Wednesday, July 1, 2009

Conformity and Sympathy.

I thought this week’s reading in Thinking in Pictures was hard to digest but beneficial. However, it was interesting to read about autism from someone who actually had it and had to adjust to her society. It was interesting to read about how she didn’t even know she was different until much later. It’s true that her book is really repetitive, but at the same time, I enjoyed reading the parts about the way she thought and how she was such a visual thinking. I can’t imagine being able to store images and videos in my brain and being construct from that knowledge.

“From as far back as I can remember, I always hated to be hugged. I wanted to experience the good feeling of being hugged but it was just too overwhelming.”

What is it like to be different? Everybody talks about how they think they don’t fit in, but here is a girl that really doesn’t fit in. Temple doesn’t understand our society and she doesn’t think the way we do. I understand how it would be very difficult to grow up in a society that is so focused on conformity. Our society is all about fitting in with the norm, following what is “popular” and the “trend.” Our society influences everybody using media and the temptation of materialism. So what would it be like if you didn’t even understand what our society is about? What is it like to be such an outsider? I sympathize people who have psychiatric problems because they are so far away from our reality. The quote above shows an example of how Temple doesn’t understand what we do and how we show affection. She may understand the comfort of touch but she has to use an artificial machine to get this feeling. I feel like Temple understands that she doesn’t understand and she understands that she is not the same. It is such a great ability to be able to look at your situation from the outside and realize that you are different. Even Lori thought that she was normal after a while with the voices but Temple understood that she was different.

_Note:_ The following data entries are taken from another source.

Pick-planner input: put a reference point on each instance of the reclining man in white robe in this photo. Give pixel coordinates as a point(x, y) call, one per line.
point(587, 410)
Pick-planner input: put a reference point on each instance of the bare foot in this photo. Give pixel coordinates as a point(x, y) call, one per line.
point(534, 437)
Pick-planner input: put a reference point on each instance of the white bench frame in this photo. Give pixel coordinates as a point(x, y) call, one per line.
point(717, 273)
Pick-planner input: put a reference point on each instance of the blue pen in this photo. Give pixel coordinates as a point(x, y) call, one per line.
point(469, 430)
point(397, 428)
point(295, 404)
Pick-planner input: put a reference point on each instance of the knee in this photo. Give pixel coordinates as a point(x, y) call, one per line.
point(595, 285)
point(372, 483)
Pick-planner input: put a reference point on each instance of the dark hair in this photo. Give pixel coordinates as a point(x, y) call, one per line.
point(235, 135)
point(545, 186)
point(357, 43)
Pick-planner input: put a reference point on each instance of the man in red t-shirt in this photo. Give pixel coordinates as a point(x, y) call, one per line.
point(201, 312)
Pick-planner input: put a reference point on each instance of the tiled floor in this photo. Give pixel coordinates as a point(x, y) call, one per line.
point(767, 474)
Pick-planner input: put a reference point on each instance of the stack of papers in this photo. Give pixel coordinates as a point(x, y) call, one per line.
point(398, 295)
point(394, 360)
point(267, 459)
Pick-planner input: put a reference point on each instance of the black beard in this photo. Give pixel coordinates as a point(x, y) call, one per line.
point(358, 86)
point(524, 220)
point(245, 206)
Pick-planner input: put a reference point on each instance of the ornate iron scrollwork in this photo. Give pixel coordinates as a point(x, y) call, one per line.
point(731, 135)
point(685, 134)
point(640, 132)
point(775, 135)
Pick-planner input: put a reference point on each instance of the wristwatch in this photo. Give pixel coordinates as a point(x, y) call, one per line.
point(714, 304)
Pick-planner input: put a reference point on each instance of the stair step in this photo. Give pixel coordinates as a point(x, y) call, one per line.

People who are different and people who have psychiatric problems are left to pave their own way in a world that doesn’t know understand how to accept them. It’s great that in both books, Lori and Temple found support systems and found their way in the world but not everyone can do what they did. They found their way, they found what works for them and they’ve adjusted. What happens to the people who cannot adjust? What happens to the people who do not find their way in this world? Temple wrote this book with the purpose of explaining to the world what autism is and how people with autism feel. That is what I appreciate most about the book. By reading parts this memoir. I’ve been able to understand more about autistic people. Like schizophrenia, I have never studied this disorder in depth and this psychology class has enabled me to do so.

1 comment:

Don Gosney said...


Thanks for sharing your thoughts and insights on this subject. As you inferred, this isn’t just an issue surrounding autism but can be applied in so many other areas as well.

I can’t imagine living with such a condition where the mind is locked up and held hostage. The wiring in the brain has been short circuited and the brain doesn’t work the same as yours or mine.

Yours is not the only comment I‘ve read about the repetitiveness. A good editor might have been able to fix that so it makes me wonder what was going on there.